Un mese fa, nel reparto di Ostetricia dell’ospedale Pertini di Roma, un neonato di tre giorni appena sarebbe morto soffocato dalla sua mamma che si è addormentata allattandolo.
Come agire per evitare tragedie come questa?
Il parto, non importa se naturale o cesareo, è un momento totalizzante e sfinente, che lascia la donna affaticata. La gioia di incontrare il proprio bambino può essere messa a dura prova dalle condizioni fisiche e mentali della madre dopo il parto. Cercare di risollevare l’animo con frasi tipo “partoriscono tutte” non è certamente di aiuto. Nessuna donna e nessuna madre, ma nessuna persona in generale, vuole sentirsi “come tutte”.
Il parto è un evento naturale, tuttavia nessun parto è uguale all’altro, e soprattutto nessuna donna è uguale all’altra.
Partorire non rende le donne delle supereroine, non dona poteri miracolosi e capacità di affrontare qualsiasi difficoltà. Partorire non rende immediatamente e automaticamente dispensatrici di coccole e cibo.
Il rooming in è una pratica importante e condivisibile, ma solo se la donna che ha appena partorito si sente in grado di occuparsi da subito del neonato.
L’allattamento al seno è prezioso, ma solo se la donna sente di poterlo affrontare con serenità e con l’accompagnamento giusto, senza dolore e difficoltà. specifichiamo anche che l’allattamento non è proprio una passeggiata, al di là della gioia che può dare.
Se i protocolli e le pratiche ospedaliere non possono essere personalizzati, andrebbero almeno valutati con una certa flessibilità, perché il problema non è il rooming in in sé, così come non lo è l’allattamento subito dopo il parto.
Il problema sono le posizioni ideologiche, le forzature, la mancata attenzione ai bisogni della donna.
Se non tieni il bambino vicino a te, se non lo allatti subito non sei una buona madre. Questo tipo di messaggio colpevolizzante pone la donna in una condizione di solitudine e incomprensione.
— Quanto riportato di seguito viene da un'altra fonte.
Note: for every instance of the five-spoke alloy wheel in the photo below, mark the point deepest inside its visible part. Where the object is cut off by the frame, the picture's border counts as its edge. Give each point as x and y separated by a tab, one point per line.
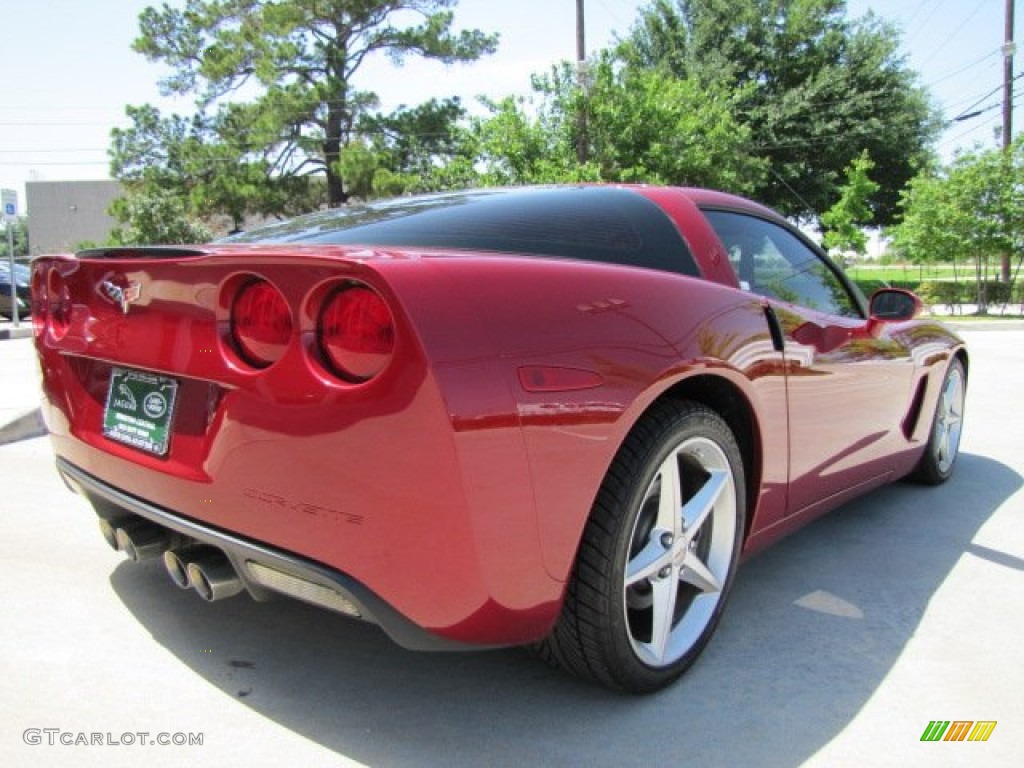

Finché non riconosceremo che l’istinto materno è un mito, non appartiene necessariamente a tutte le donne e a tutte le madri, e che ogni donna necessita di sostegno in questo delicato momento della sua vita, non usciremo da questo schema culturale che identifica il concetto di madre con quello di sacrificio.
L’accompagnamento deve cominciare molto prima del momento del parto. Il partner deve essere coinvolto in tutte le fasi della gravidanza, per sviluppare attenzione e sensibilità ai cambiamenti soprattutto psicologici che la segnano.
E gli deve essere data la possibilità di essere presente in ospedale accanto alla donna, per condividere anche i momenti di fatica e rispondere alle richieste di aiuto. Il discorso vale anche per altri familiari, che possano essere di sostegno alla madre.
Ma ci sono anche donne che non hanno la fortuna di avere un contesto familiare accudente, e queste dovrebbero trovare ad occuparsi di loro personale preparato, sensibile e attento, che non si limiti ad applicare il protocollo, ma sappia ascoltare.
Perché il problema più grande rimane la solitudine delle madri, che spesso, purtroppo, le accompagna anche nel ritorno a casa e nella ripresa della vita quotidiana, come se il bambino fosse solo “affar loro”.
Bisogna ripensare tutto il contesto dell’accompagnamento alla maternità, non relegandola ad affare privato, ma sostenendola come un evento sociale prezioso che necessita di strutture adeguate ed interventi incisivi a livello economico e politico.